The Axe returned to Stanford -- following a three hour absence -- Saturday afternoon after the Cardinal football team whipped California 26-17. But it made an earlier appearance on campus last Tuesday after the Infamous Three of Theta Delta Chi stole it from the Cal Rally Committee.
The Berkeley school had possession of the Axe after winning the 1972 Big Game, but the Infamous Three tricked Cal into bringing it out of hiding by imitating Bear football coach Mike White over the telephone. Then they stole it in a classic strong-arm heist.
"We didn't really know what he sounded like, but we figured no one else did either," explained junior Dave Suliteanu, an economics major who composes one third of the Infamous Three.

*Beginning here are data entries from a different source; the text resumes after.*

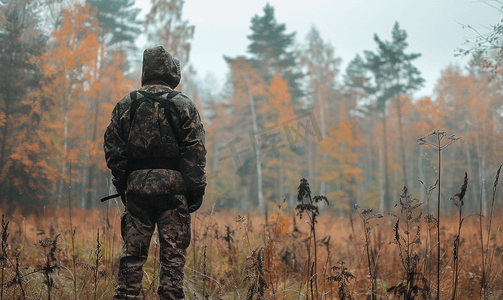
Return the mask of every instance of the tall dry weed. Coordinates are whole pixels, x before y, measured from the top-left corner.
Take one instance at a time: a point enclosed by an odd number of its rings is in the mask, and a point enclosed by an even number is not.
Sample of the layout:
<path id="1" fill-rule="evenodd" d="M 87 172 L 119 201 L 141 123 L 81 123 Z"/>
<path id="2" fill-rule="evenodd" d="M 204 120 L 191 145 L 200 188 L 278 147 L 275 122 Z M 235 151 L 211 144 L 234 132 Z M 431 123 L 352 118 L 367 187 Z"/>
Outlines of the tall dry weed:
<path id="1" fill-rule="evenodd" d="M 0 299 L 3 300 L 4 293 L 4 282 L 5 282 L 5 263 L 7 261 L 7 238 L 9 237 L 8 233 L 9 222 L 5 222 L 5 215 L 2 214 L 2 256 L 0 260 L 2 261 L 2 279 L 1 279 L 1 287 L 0 287 Z"/>
<path id="2" fill-rule="evenodd" d="M 364 208 L 360 211 L 360 206 L 355 204 L 354 209 L 356 210 L 356 213 L 358 214 L 358 217 L 360 217 L 360 220 L 362 221 L 363 224 L 363 241 L 365 242 L 363 252 L 366 253 L 367 256 L 367 262 L 368 262 L 368 275 L 370 278 L 370 294 L 369 294 L 369 299 L 373 300 L 376 299 L 376 286 L 377 286 L 377 274 L 375 273 L 375 268 L 377 266 L 377 260 L 376 256 L 371 254 L 371 243 L 370 243 L 370 233 L 372 230 L 378 226 L 379 224 L 371 224 L 371 220 L 373 219 L 380 219 L 383 217 L 380 213 L 373 213 L 372 208 Z"/>
<path id="3" fill-rule="evenodd" d="M 355 276 L 351 271 L 344 266 L 344 261 L 337 262 L 337 266 L 332 267 L 332 271 L 336 273 L 327 278 L 328 281 L 336 281 L 339 284 L 338 296 L 340 300 L 353 300 L 351 291 L 349 290 L 349 280 L 354 279 Z"/>
<path id="4" fill-rule="evenodd" d="M 394 295 L 398 295 L 405 300 L 429 298 L 429 286 L 424 275 L 418 270 L 421 259 L 416 251 L 421 245 L 420 223 L 423 214 L 421 211 L 416 212 L 416 210 L 423 204 L 424 202 L 412 198 L 409 190 L 404 186 L 399 203 L 395 205 L 400 209 L 400 213 L 390 213 L 391 216 L 396 218 L 392 243 L 398 247 L 405 280 L 396 286 L 392 286 L 387 292 L 393 292 Z"/>
<path id="5" fill-rule="evenodd" d="M 484 240 L 483 240 L 483 234 L 482 234 L 482 217 L 480 218 L 480 242 L 481 242 L 481 257 L 482 257 L 482 278 L 481 278 L 481 283 L 480 283 L 480 297 L 485 300 L 487 298 L 487 290 L 488 286 L 490 283 L 493 283 L 496 278 L 493 276 L 493 257 L 494 257 L 494 252 L 491 251 L 489 253 L 489 241 L 491 240 L 491 229 L 492 229 L 492 223 L 493 223 L 493 212 L 494 212 L 494 202 L 496 199 L 496 191 L 499 183 L 499 177 L 500 177 L 500 172 L 501 172 L 501 167 L 503 166 L 500 165 L 498 168 L 498 171 L 496 171 L 496 176 L 493 184 L 493 193 L 492 193 L 492 201 L 491 201 L 491 210 L 489 214 L 489 225 L 487 227 L 487 243 L 486 243 L 486 249 L 484 251 Z M 480 216 L 482 216 L 482 201 L 480 201 Z"/>
<path id="6" fill-rule="evenodd" d="M 441 260 L 441 253 L 440 253 L 440 195 L 441 195 L 441 180 L 442 180 L 442 151 L 445 150 L 447 147 L 452 145 L 455 141 L 459 140 L 459 137 L 455 137 L 454 134 L 450 135 L 447 139 L 449 140 L 447 143 L 442 144 L 442 140 L 445 138 L 447 133 L 445 131 L 441 130 L 434 130 L 432 133 L 427 135 L 426 137 L 419 137 L 417 139 L 419 145 L 425 145 L 428 146 L 434 150 L 437 150 L 438 152 L 438 189 L 437 189 L 437 297 L 436 299 L 440 300 L 440 260 Z M 428 138 L 432 137 L 433 142 L 431 142 Z"/>
<path id="7" fill-rule="evenodd" d="M 309 224 L 309 241 L 308 241 L 308 259 L 306 269 L 310 270 L 308 280 L 311 291 L 311 299 L 318 299 L 318 249 L 316 241 L 316 223 L 317 217 L 320 214 L 318 203 L 325 201 L 328 205 L 328 199 L 324 195 L 311 196 L 311 189 L 307 179 L 302 178 L 298 188 L 297 202 L 299 204 L 295 207 L 297 214 L 302 219 L 303 214 L 308 217 Z M 311 248 L 312 247 L 312 248 Z M 311 251 L 313 249 L 313 251 Z M 312 255 L 312 256 L 311 256 Z M 314 286 L 313 286 L 314 285 Z"/>
<path id="8" fill-rule="evenodd" d="M 463 207 L 465 206 L 464 197 L 466 194 L 466 189 L 468 187 L 468 174 L 465 172 L 465 177 L 463 180 L 463 185 L 461 186 L 461 191 L 454 195 L 450 200 L 456 205 L 458 209 L 458 232 L 454 237 L 454 249 L 452 251 L 452 261 L 454 264 L 454 272 L 453 272 L 453 288 L 452 288 L 452 300 L 456 299 L 456 291 L 458 286 L 458 272 L 459 272 L 459 251 L 460 251 L 460 237 L 461 237 L 461 226 L 465 221 L 466 217 L 463 217 Z"/>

Economics senior Tim Conway and his brother Matt, a San Francisco law student, were the other two figures in the Axe-napping.

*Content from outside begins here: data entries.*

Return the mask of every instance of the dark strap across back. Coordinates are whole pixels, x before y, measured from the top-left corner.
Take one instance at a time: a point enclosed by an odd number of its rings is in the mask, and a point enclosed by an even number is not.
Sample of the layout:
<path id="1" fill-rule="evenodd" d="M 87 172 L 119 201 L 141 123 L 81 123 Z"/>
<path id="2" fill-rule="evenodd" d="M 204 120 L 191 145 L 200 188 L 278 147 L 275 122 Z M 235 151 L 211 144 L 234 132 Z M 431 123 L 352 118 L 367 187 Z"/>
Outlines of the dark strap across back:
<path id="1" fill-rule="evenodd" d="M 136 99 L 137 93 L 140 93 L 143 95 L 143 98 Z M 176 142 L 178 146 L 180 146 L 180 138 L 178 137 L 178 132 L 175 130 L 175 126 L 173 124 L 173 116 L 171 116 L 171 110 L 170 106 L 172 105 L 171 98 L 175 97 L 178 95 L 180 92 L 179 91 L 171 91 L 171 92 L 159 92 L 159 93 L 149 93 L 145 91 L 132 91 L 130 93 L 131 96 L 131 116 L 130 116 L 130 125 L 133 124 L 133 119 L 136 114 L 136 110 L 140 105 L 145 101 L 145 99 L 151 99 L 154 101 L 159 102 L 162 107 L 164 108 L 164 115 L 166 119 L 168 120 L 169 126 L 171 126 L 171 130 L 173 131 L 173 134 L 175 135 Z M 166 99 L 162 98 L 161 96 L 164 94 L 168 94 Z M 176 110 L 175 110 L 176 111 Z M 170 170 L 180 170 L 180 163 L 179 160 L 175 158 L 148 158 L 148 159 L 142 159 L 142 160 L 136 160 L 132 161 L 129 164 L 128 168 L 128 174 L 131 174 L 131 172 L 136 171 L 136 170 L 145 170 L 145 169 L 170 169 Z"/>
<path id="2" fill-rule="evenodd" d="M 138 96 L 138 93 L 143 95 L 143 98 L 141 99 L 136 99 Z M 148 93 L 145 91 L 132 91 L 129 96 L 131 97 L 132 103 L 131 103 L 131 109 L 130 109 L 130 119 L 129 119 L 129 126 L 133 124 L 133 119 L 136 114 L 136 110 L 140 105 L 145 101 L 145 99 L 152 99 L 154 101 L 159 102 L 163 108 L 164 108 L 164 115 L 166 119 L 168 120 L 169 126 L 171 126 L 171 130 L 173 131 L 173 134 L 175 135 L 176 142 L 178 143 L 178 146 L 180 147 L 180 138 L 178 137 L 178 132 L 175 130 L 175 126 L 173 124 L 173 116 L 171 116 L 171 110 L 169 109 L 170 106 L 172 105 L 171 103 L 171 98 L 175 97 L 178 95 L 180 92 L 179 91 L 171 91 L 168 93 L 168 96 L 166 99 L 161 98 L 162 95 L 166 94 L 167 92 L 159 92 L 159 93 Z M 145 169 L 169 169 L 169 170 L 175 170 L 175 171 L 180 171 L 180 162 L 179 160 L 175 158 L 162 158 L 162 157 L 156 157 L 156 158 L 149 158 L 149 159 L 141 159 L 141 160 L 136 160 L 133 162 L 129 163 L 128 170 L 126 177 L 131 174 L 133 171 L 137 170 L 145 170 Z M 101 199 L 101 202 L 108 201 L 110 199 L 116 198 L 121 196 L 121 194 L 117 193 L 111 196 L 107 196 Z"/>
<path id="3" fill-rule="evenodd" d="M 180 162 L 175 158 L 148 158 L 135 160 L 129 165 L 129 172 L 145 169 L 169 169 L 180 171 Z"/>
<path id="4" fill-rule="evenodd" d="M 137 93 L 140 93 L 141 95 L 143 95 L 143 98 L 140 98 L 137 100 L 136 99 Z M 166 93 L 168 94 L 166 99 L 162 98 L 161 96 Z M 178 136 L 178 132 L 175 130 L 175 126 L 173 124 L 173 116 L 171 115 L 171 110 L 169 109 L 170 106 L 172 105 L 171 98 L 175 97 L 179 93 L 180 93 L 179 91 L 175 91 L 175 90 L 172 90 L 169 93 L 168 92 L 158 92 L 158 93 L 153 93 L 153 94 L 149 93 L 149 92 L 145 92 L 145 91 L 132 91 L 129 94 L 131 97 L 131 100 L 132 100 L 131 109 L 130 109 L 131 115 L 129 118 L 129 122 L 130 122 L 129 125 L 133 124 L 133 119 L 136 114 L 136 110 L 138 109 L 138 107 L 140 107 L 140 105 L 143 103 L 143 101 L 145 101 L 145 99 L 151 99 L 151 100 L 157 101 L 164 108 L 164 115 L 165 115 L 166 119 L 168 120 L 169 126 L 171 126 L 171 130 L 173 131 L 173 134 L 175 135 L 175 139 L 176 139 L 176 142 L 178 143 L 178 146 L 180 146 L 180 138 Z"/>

Not only did the Infamous Three steal the Axe, but they refused to give it back for a time. They asked instead that a new tradition -- letting the two schools steal it from eachother each fall -- be inaugurated. Only after two meetings with the University did they agree to give it up, and the football team captains presented it to Cal just before kickoff Saturday.
Negotiations began when Stanford administrators recognized a Theta Delt who helped carry the Axe from the parking lot of Ming's, where the theft actually occurred, and sent a University security officer over to the fraternity to set up a meeting.

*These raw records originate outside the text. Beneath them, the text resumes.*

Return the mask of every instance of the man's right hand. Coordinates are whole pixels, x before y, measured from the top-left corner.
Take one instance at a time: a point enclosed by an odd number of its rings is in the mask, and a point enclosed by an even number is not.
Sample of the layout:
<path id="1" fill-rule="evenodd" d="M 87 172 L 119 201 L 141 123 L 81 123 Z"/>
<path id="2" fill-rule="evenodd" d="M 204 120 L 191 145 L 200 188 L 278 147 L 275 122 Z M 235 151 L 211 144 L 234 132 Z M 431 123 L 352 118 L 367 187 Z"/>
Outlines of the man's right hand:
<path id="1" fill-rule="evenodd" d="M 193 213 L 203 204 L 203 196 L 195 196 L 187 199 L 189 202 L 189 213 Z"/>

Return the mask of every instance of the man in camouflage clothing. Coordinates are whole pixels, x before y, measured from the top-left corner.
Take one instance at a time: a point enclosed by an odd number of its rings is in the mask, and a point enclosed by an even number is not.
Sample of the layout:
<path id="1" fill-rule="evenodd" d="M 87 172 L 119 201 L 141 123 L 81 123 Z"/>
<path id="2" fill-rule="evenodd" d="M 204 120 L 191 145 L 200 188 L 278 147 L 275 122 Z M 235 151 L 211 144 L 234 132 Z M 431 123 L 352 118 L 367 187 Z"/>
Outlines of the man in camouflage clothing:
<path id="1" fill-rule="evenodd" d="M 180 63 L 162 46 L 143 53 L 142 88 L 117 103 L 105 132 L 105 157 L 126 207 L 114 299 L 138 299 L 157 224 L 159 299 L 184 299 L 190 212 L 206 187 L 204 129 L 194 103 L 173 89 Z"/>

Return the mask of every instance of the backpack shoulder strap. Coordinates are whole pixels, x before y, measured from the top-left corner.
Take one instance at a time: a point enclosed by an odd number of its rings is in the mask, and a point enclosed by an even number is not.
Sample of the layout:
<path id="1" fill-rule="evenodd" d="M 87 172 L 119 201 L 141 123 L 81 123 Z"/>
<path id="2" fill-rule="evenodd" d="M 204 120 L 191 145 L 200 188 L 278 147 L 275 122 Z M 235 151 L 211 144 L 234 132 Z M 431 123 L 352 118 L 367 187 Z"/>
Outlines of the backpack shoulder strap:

"We walked into the meeting stone serious and gave them a list of 10 demands," Suliteanu recounted. "We said, 'We won't even negotiate until you meet these.'" The demands included $6000 cash, Thanksgiving dinner with President Lyman, admission to any Stanford graduate school and the services of Law Prof. John Kaplan as defense council.
"They sort of smiled, and from then on everything was all right." Conway said.
Suliteanu and Conway said they gave up their idea of theft and counter-theft when they realized that further reluctance would damage their central goal -- "making the Axe more important as a symbol of the Stanford-Cal rivalry," according to Suliteanu.
At least one of their biggest complaints -- that the Axe is hardly ever seen by Stanford students -- is apparently almost resolved. Spokesmen in the office of the Dean of Student Affairs said yesterday that alumni interest, stirred up by the Axe theft, will probably result in financial contributions for a new trophy case or room.
Meanwhile, the Axe Commission is negotiating with Wells Fargo to temporarily display the trophy in a case in the bank's Tresidder office.
"The only hangup is security," Matteri said, indicating that the bank management would be reluctant to fight off a gang of would-be Axe thieves if they should appear.
And the Infamous Three are trying to decide what to do as a followup. "We thought we might steal the Axe back from Stanford and give it to Cal," Suliteanu said last night. "That would be really classy."